Beyond ideology, Theriault shows quite convincingly that his Gingrich senators, whom he calls “partisan warriors,” bring a new and intense flavor of partisanship to the Senate. As a group, they seem to be on a quest to make life miserable for Harry Reid and Barack Obama through procedural efforts to gum up the works in the Senate and all manner of delays of the president’s appointments, even for candidates widely viewed as qualified and otherwise acceptable. I have no problem at all with empirical analyses; Theriault seems to have it right in that the Gingrich senators are distinctive and relatively cohesive, although it is not clear whether they are a self-conscious group or just fellow travelers in pursuit of a common goal.
More could be done to address the question of why these senators are so different.

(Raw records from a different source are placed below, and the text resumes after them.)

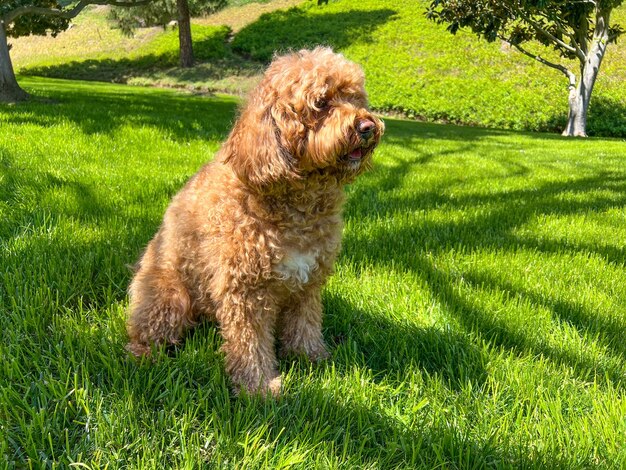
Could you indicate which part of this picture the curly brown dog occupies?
[128,47,384,394]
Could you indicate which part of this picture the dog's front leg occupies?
[217,291,281,396]
[279,286,329,361]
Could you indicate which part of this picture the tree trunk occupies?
[176,0,193,68]
[563,9,611,137]
[0,21,29,103]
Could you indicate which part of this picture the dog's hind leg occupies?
[217,291,281,395]
[278,286,329,361]
[126,244,195,356]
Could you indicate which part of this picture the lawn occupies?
[0,78,626,469]
[12,0,626,137]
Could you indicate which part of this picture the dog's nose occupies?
[356,119,376,139]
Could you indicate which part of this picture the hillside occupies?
[0,77,626,470]
[8,0,626,137]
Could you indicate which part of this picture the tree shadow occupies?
[20,28,241,83]
[232,7,397,62]
[342,121,626,385]
[3,80,238,140]
[540,92,626,138]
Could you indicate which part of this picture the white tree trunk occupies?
[563,10,611,137]
[0,21,28,103]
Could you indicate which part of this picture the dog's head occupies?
[224,47,384,187]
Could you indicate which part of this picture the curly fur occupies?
[127,47,384,394]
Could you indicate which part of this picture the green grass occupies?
[0,78,626,469]
[15,0,626,137]
[233,0,626,136]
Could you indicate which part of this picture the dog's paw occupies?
[126,343,152,358]
[280,341,330,362]
[233,375,283,398]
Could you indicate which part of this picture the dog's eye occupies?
[315,98,328,110]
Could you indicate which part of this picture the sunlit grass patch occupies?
[0,78,626,469]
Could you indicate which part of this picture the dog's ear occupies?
[224,100,297,189]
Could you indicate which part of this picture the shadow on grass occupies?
[232,7,397,62]
[3,79,238,140]
[343,121,626,385]
[540,93,626,137]
[20,24,243,83]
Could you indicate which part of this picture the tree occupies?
[111,0,227,67]
[426,0,624,136]
[0,0,153,102]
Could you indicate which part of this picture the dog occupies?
[127,47,384,395]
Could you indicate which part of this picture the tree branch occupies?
[522,15,587,62]
[2,0,153,25]
[500,37,576,86]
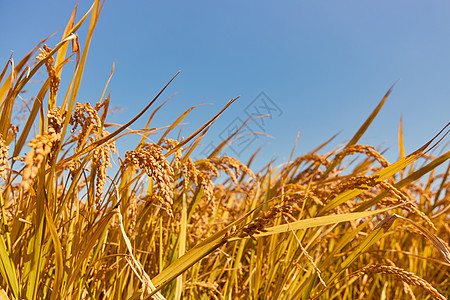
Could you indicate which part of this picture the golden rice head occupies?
[358,265,446,300]
[124,144,174,216]
[69,103,101,147]
[335,145,389,168]
[20,128,61,191]
[36,44,61,101]
[162,139,183,170]
[0,134,9,178]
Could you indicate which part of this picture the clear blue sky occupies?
[0,0,450,170]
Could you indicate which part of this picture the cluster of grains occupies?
[162,139,183,170]
[123,144,174,216]
[36,45,61,102]
[239,202,292,240]
[181,157,200,191]
[335,145,389,168]
[20,108,62,191]
[358,265,446,300]
[0,134,9,178]
[69,103,102,147]
[69,102,116,203]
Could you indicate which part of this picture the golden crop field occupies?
[0,1,450,300]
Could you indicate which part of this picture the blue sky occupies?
[0,0,450,166]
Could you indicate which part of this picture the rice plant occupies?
[0,1,450,299]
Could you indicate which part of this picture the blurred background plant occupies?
[0,1,450,299]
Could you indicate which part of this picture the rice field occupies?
[0,1,450,300]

Theriault deals with the question indirectly in some rough quantitative controls for state characteristics, but he does not confront the question head on.
Explaining the distinctiveness of the Gingrich senators poses an interesting challenge for contemporary legislative theory, which focuses on institutional incentives and rules to account for the behavior of individuals and then collectively for the houses of Congress. But the defining factor for the Gingrich senators is their service in the House during a particular period. Are they different because of their years in the House? Or is serving in the House as a Republican during these years correlated with some other unidentified explanatory factor?
Given the book’s title, one might suspect that socialization or closeness to Gingrich while in the House might have something to do with it. But Theriault convincingly slams the door on this idea with early quantitative analyses showing no relationship between proximity to Gingrich and the legislators’ behavior in the Senate. Then, in a really fun section, Theriault gathers juicy quotes of his group of senators’ reactions to Gingrich’s 2012 presidential effort. We find that, in no uncertain terms, they do not like him and, with precious few exceptions, did not want to serve under him as president. They are superideological and hyperpartisan, but not because they see themselves as carrying the torch of their former leader.
In the end, Theriault has done a terrific service in helping explain why the Senate has mirrored the House in polarization and partisanship. It is the Gingrich senators! But why this group is so distinctly different remains to be fully addressed.
This is a must-read for congressional scholars, and it demonstrates a fascinating pattern of behavior that has important consequences for the character of the modern Senate. The patterns that Theriault uncovers are intriguing and make me look forward to the theoretical framework that will tie all this together.